Mr. Perrier is unfazed by any of this. Amundi has room for expansion, he argues. More than half of the wealth still comes from France (see graphic). The company already has a presence in fast-growing markets, such as India, where it has a joint venture with the country’s largest bank, and China, where it works with AgBank and Bank of China, two major lenders. Asian assets of EUR 500 billion are targeted by 2025, compared to almost EUR 300 billion today. “The idea that China will become just as important as France in the next five to seven years is not stupid,” says Perrier.
Organic growth is also possible in Europe. Moving from defined benefit to defined contribution pension schemes, which give savers more discretion in investing, should boost retail investment, says Tom Mills of Jefferies, an investment bank. The great interest in environmental, social and governance products also helps: last year, these accounted for around 70% of Amundi’s net inflows.
Amundi also has around EUR 1.2 billion in excess capital for acquisitions.
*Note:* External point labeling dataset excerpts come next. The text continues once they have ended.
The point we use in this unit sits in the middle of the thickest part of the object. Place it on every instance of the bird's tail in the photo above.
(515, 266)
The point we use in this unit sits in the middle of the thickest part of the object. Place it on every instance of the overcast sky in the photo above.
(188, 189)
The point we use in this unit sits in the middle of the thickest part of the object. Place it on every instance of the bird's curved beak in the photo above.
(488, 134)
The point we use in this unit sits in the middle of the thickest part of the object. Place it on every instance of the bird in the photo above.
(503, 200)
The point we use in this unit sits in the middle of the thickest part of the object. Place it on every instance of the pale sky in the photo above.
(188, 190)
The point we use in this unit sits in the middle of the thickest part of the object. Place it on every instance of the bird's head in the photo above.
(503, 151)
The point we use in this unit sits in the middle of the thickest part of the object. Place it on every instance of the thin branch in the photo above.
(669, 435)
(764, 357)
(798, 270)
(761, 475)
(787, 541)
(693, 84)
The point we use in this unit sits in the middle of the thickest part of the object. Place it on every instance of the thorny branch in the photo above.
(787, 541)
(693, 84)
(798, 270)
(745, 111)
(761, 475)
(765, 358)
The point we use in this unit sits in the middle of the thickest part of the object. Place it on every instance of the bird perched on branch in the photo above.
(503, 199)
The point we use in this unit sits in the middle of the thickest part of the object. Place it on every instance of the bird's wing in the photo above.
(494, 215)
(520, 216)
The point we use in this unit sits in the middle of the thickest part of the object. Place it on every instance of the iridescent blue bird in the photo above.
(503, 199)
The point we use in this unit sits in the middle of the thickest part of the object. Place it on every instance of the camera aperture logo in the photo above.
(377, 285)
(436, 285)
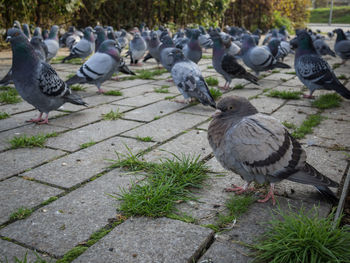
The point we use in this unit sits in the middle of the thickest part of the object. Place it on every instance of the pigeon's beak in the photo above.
(216, 113)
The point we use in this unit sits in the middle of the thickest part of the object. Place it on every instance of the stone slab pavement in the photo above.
(67, 184)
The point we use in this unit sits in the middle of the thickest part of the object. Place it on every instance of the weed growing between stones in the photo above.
(212, 81)
(303, 236)
(112, 115)
(287, 95)
(165, 184)
(25, 141)
(215, 93)
(327, 101)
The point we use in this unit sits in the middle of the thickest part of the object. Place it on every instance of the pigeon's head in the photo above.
(234, 105)
(177, 54)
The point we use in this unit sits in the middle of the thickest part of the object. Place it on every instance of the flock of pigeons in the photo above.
(253, 145)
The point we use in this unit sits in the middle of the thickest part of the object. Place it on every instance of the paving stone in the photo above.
(192, 143)
(166, 127)
(84, 117)
(266, 104)
(82, 165)
(327, 136)
(11, 253)
(91, 133)
(61, 225)
(29, 130)
(142, 100)
(18, 160)
(172, 241)
(17, 192)
(157, 109)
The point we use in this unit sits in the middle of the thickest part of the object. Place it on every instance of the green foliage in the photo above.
(112, 115)
(327, 101)
(303, 236)
(212, 81)
(9, 96)
(341, 15)
(25, 141)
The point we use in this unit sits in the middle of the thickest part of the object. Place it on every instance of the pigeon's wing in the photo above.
(263, 147)
(50, 83)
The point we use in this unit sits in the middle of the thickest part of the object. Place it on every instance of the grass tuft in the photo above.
(165, 184)
(212, 81)
(21, 213)
(9, 96)
(144, 139)
(215, 93)
(25, 141)
(303, 236)
(4, 115)
(113, 93)
(327, 101)
(307, 125)
(112, 115)
(287, 95)
(162, 89)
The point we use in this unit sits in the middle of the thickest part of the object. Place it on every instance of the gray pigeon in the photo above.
(101, 66)
(35, 80)
(84, 48)
(137, 49)
(258, 58)
(226, 64)
(322, 48)
(192, 50)
(260, 149)
(189, 80)
(314, 72)
(342, 45)
(52, 43)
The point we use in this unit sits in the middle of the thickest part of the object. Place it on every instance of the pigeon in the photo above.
(226, 64)
(322, 48)
(259, 148)
(189, 80)
(342, 45)
(35, 80)
(258, 58)
(192, 50)
(137, 49)
(101, 66)
(314, 72)
(52, 42)
(84, 47)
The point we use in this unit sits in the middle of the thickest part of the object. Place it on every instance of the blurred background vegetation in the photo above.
(251, 14)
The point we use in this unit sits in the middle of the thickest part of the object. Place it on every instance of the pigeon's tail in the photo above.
(281, 65)
(342, 91)
(328, 194)
(147, 57)
(250, 77)
(74, 80)
(75, 99)
(7, 79)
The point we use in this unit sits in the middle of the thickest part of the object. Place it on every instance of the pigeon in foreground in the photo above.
(84, 47)
(314, 72)
(35, 80)
(259, 148)
(342, 45)
(189, 80)
(258, 58)
(101, 66)
(52, 43)
(226, 64)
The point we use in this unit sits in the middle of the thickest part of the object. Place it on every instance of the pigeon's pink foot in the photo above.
(308, 96)
(269, 196)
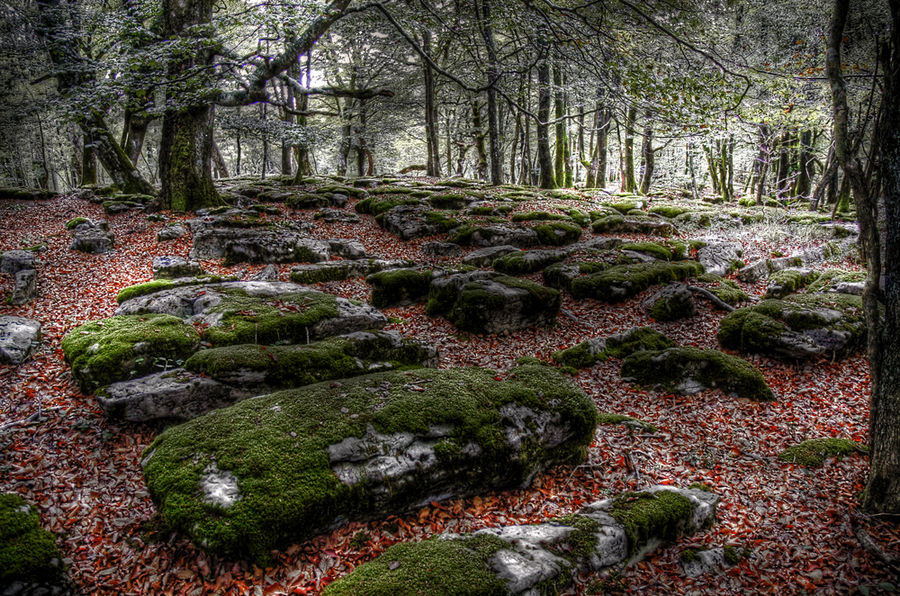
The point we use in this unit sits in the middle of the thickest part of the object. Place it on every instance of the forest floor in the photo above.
(82, 471)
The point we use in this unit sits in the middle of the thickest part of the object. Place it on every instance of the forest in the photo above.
(449, 297)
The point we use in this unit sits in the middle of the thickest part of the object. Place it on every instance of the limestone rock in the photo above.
(18, 337)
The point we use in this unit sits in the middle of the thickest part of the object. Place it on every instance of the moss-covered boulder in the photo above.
(30, 562)
(624, 281)
(399, 286)
(798, 327)
(487, 302)
(127, 346)
(619, 345)
(289, 465)
(521, 262)
(687, 370)
(538, 558)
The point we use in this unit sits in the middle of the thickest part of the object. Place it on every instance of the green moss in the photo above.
(624, 281)
(284, 318)
(439, 567)
(558, 233)
(398, 286)
(654, 249)
(812, 453)
(677, 370)
(75, 222)
(28, 553)
(126, 346)
(276, 447)
(158, 285)
(647, 516)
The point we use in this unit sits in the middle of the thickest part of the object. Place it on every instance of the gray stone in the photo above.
(14, 261)
(484, 257)
(171, 267)
(18, 337)
(25, 288)
(172, 232)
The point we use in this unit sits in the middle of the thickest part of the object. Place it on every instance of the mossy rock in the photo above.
(624, 281)
(687, 370)
(28, 553)
(797, 327)
(527, 261)
(280, 367)
(289, 465)
(399, 286)
(813, 452)
(485, 302)
(558, 233)
(126, 346)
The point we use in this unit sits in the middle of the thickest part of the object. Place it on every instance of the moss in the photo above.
(624, 281)
(125, 346)
(284, 318)
(606, 418)
(539, 216)
(812, 453)
(678, 369)
(654, 249)
(28, 553)
(399, 286)
(75, 222)
(158, 285)
(276, 447)
(647, 516)
(457, 567)
(558, 233)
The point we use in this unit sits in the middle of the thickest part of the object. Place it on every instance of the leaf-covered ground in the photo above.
(58, 451)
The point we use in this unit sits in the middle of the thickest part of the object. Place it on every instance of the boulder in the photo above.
(485, 257)
(798, 327)
(18, 337)
(687, 370)
(719, 258)
(14, 261)
(283, 467)
(535, 559)
(30, 561)
(92, 237)
(25, 288)
(337, 270)
(673, 302)
(171, 232)
(487, 302)
(171, 267)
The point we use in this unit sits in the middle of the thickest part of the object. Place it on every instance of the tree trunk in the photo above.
(186, 141)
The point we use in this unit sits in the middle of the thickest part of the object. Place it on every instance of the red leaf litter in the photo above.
(83, 473)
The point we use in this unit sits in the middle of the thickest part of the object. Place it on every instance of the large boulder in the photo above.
(688, 370)
(798, 327)
(289, 465)
(535, 559)
(488, 302)
(18, 337)
(219, 377)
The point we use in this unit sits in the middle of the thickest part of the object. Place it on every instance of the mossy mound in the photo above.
(486, 302)
(279, 367)
(687, 370)
(527, 261)
(812, 453)
(624, 281)
(289, 465)
(797, 327)
(28, 553)
(125, 346)
(558, 233)
(399, 286)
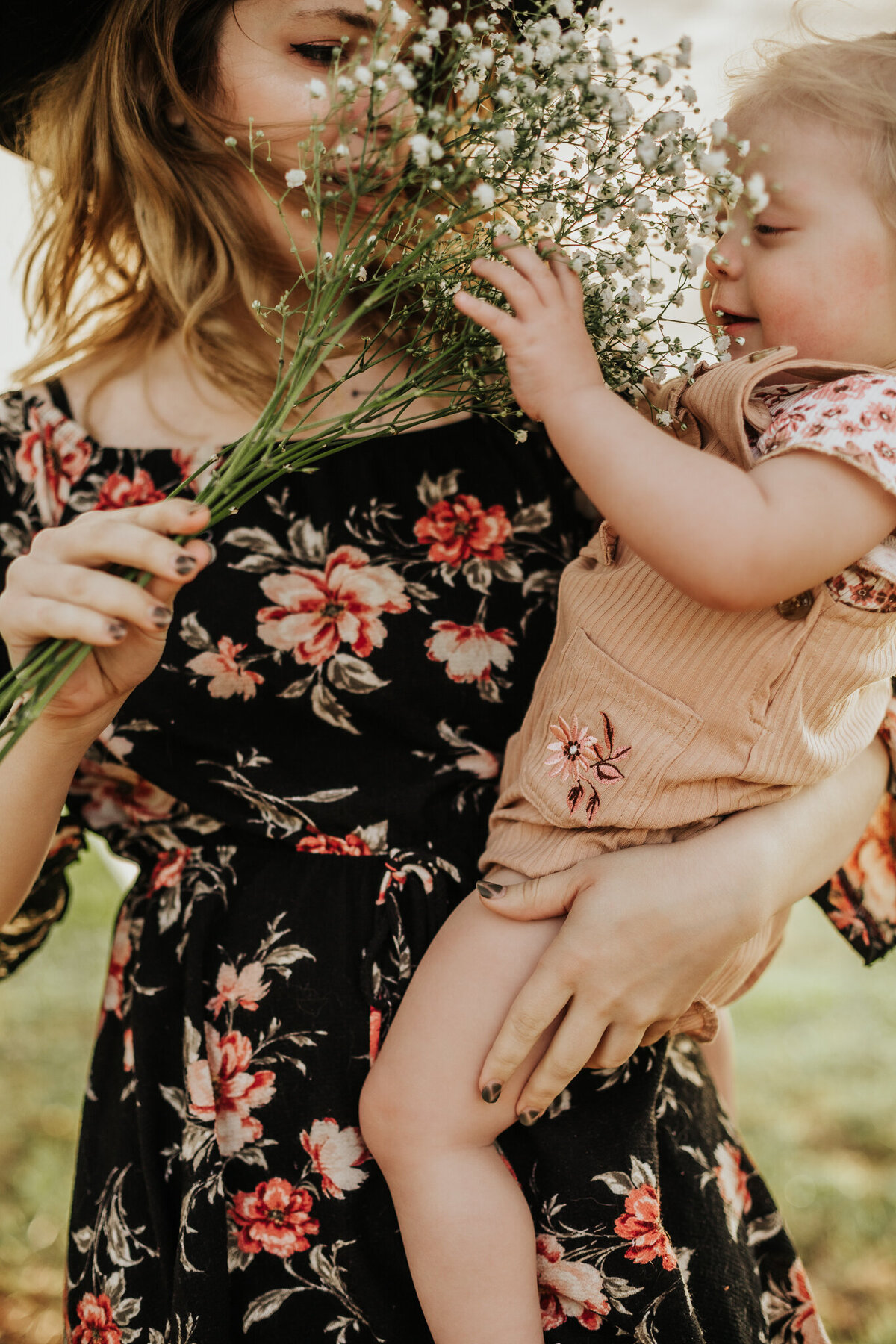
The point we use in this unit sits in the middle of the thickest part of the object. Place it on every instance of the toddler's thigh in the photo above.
(452, 1012)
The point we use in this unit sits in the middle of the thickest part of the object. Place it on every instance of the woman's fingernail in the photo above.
(489, 890)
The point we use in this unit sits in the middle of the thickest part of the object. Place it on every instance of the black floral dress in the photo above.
(304, 784)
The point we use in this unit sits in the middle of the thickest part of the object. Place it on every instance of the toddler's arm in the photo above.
(729, 538)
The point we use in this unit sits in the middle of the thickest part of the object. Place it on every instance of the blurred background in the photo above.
(815, 1038)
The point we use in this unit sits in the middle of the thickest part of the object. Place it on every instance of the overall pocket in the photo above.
(601, 750)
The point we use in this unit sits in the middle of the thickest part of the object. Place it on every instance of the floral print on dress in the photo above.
(853, 420)
(292, 873)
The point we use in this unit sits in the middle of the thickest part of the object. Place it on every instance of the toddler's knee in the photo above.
(386, 1117)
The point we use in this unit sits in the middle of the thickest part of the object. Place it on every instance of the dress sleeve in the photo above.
(860, 900)
(19, 519)
(852, 418)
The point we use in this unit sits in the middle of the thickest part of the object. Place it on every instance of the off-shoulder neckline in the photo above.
(54, 396)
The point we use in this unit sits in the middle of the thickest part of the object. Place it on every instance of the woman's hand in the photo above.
(62, 589)
(548, 349)
(648, 927)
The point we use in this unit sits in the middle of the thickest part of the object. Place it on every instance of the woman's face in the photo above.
(273, 58)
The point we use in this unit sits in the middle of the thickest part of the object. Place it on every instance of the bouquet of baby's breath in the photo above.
(474, 127)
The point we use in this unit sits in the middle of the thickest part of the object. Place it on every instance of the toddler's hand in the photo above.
(548, 351)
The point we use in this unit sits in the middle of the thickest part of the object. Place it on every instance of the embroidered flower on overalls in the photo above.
(579, 754)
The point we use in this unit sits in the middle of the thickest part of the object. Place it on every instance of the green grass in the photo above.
(817, 1081)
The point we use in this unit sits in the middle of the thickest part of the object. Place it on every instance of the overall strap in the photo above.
(722, 396)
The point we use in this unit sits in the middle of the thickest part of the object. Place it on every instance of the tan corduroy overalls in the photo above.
(655, 715)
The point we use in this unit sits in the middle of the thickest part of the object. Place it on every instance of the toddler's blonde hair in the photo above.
(847, 82)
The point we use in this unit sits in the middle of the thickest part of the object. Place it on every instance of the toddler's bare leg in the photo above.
(465, 1223)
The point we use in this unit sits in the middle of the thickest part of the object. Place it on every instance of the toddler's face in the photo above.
(817, 268)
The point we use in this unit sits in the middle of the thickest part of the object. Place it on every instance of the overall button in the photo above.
(797, 608)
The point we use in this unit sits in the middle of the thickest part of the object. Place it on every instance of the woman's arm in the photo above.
(647, 927)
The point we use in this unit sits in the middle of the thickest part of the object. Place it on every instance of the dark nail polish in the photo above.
(489, 890)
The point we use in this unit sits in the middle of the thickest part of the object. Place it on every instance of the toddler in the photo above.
(726, 638)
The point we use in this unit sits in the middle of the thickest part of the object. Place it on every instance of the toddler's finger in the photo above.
(496, 322)
(532, 267)
(539, 1003)
(514, 288)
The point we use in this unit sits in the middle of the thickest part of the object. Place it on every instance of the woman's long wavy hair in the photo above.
(849, 84)
(139, 228)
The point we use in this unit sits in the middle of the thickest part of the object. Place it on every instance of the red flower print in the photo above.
(96, 1322)
(227, 676)
(871, 868)
(53, 456)
(641, 1226)
(119, 794)
(460, 527)
(469, 651)
(120, 492)
(273, 1218)
(121, 953)
(567, 1288)
(805, 1324)
(317, 611)
(319, 843)
(243, 989)
(579, 754)
(336, 1155)
(222, 1089)
(732, 1184)
(168, 870)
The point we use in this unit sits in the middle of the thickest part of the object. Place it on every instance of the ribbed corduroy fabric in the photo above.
(721, 710)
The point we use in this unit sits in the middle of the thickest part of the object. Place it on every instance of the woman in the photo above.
(304, 773)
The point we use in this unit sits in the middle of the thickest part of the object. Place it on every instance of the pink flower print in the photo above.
(317, 611)
(336, 1155)
(732, 1184)
(567, 1288)
(53, 456)
(469, 651)
(227, 676)
(168, 870)
(573, 754)
(576, 756)
(117, 491)
(222, 1089)
(121, 953)
(351, 846)
(243, 989)
(273, 1218)
(460, 527)
(97, 1324)
(641, 1226)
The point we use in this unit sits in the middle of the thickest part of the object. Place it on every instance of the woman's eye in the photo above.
(319, 53)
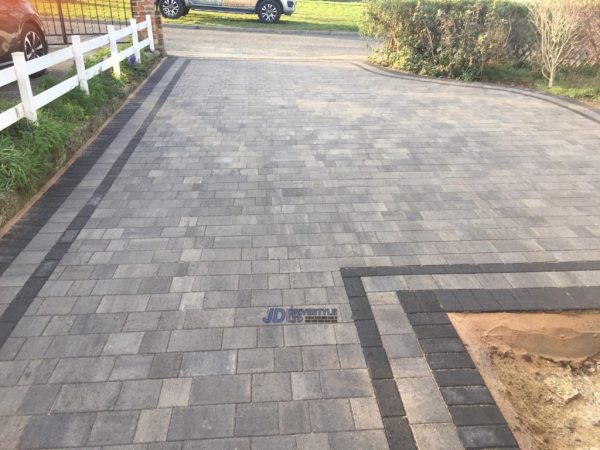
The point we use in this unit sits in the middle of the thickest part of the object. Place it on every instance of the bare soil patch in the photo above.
(543, 370)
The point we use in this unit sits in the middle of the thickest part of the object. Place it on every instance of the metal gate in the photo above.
(64, 18)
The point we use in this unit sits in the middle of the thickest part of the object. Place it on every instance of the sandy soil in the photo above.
(544, 372)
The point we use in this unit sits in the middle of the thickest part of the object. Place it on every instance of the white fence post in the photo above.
(24, 86)
(135, 41)
(150, 31)
(114, 51)
(79, 63)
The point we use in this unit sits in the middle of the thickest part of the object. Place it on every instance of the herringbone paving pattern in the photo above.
(252, 186)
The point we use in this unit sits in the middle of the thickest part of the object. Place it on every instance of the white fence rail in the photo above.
(22, 69)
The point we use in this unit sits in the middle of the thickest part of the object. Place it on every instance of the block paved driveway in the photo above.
(249, 185)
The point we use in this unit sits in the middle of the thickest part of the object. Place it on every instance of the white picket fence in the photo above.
(22, 69)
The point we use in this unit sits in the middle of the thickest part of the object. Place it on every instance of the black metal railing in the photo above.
(64, 18)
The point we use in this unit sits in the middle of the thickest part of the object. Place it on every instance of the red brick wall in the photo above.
(140, 9)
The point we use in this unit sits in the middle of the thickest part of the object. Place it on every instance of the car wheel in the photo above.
(171, 9)
(33, 44)
(269, 11)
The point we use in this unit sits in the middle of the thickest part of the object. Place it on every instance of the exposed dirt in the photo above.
(544, 372)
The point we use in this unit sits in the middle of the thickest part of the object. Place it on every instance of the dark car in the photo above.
(268, 11)
(21, 30)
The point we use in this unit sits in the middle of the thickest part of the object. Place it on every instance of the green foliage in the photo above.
(30, 153)
(451, 38)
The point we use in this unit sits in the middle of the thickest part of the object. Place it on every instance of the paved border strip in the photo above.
(227, 29)
(21, 234)
(17, 308)
(393, 414)
(478, 420)
(572, 105)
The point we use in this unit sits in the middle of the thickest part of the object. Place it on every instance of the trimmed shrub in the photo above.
(451, 38)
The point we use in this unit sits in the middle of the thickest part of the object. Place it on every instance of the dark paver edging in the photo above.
(478, 420)
(18, 237)
(17, 308)
(580, 108)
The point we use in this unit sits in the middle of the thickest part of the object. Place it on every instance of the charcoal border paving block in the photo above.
(458, 377)
(70, 180)
(399, 434)
(485, 436)
(479, 421)
(476, 415)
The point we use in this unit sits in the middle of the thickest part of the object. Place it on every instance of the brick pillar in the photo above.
(140, 9)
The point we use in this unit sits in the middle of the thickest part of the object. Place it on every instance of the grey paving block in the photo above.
(346, 383)
(351, 356)
(368, 440)
(87, 397)
(175, 392)
(11, 398)
(271, 387)
(131, 367)
(221, 389)
(11, 371)
(366, 413)
(330, 415)
(288, 359)
(201, 422)
(294, 418)
(155, 342)
(218, 444)
(58, 430)
(81, 370)
(256, 360)
(38, 399)
(256, 419)
(401, 345)
(437, 436)
(410, 367)
(244, 337)
(142, 394)
(166, 365)
(79, 345)
(98, 323)
(123, 343)
(209, 363)
(153, 426)
(306, 385)
(270, 337)
(194, 340)
(38, 371)
(113, 428)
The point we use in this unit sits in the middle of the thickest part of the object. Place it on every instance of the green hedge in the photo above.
(448, 38)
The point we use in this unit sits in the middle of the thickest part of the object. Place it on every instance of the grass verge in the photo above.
(310, 15)
(581, 84)
(31, 153)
The company is in talks to acquire Lyxor, Europe’s third largest provider of exchange-traded funds (ETFs) from Société Générale for € 825 million. A merger would make Amundi the second largest supplier of ETFs (after BlackRock).
The company is also venturing into new activities. A department was set up last year to license the software suite to smaller managers and compete with BlackRock (analysts expect Amundi to rate its services more cheaply). The aim is to increase this turnover sixfold to 150 million euros by 2025. This would improve the share price: Mr. Perrier notes that such companies are typically valued at 20 to 22 times earnings, compared to 13 to 14 times the whole corporation.
Well done, all of this could support rapid growth. It helps that Ms. Baudson has experience with the fastest growing parts of the business, especially the ETF Unit that she currently operates. She has relatively little experience with making acquisitions. But when she needs advice, the consummate dealmaker is just a flight of stairs away. ■
Correction (April 25, 2021): An earlier version of this article stated that Amundi’s net income in 2020 was € 962 billion. In fact, it was EUR 962 million.
This article appeared in the Finance & Economics section of the print edition under the heading “Alpha plus”.